According to Simon Ovens, chief superintendent at the Met’s roads and transport policing command, TfL has “a clear position to get to a target of one million prosecutions a year for speeding.”
Speaking yesterday at a London Assembly transport committee, Ovens said an additional 564 Police Community Support Officers will monitor speeding limits between 6am and 10pm, the Evening Standard first reported.
London’s walking and cycling commissioner Will Norman intervened saying that TfL’s goal is not to prosecute but to make sure people drive within the limits.
“We need to do the enforcement, but we also need to talk about the enforcement so that it becomes [the norm]. Ultimately, I don’t want to enforce against anybody.
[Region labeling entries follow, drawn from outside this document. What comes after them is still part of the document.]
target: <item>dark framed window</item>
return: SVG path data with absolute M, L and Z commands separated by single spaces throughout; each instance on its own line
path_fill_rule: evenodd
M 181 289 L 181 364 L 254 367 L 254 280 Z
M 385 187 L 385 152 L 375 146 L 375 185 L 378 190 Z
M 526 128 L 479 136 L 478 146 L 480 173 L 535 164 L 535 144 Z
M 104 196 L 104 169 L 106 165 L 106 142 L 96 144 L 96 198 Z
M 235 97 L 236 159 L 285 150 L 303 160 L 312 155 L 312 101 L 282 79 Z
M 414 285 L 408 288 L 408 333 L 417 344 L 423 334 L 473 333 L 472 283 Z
I want people to drive at 20 miles an hour and be safe and protect people.”
The news comes a few days after TfL announced it will increase fines for road contraventions from £130 to £160 on London’s network of red routes, which make up 5 per cent of the capital’s road system but carry 30 per cent of its everyday traffic.
“Increasing the penalty charge for contraventions on our road network in line with inflation will provide a more effective deterrent to drivers and improve the safety and reliability of the network,” Siwan Hayward, TfL’s director of compliance, policing, operations and security, said.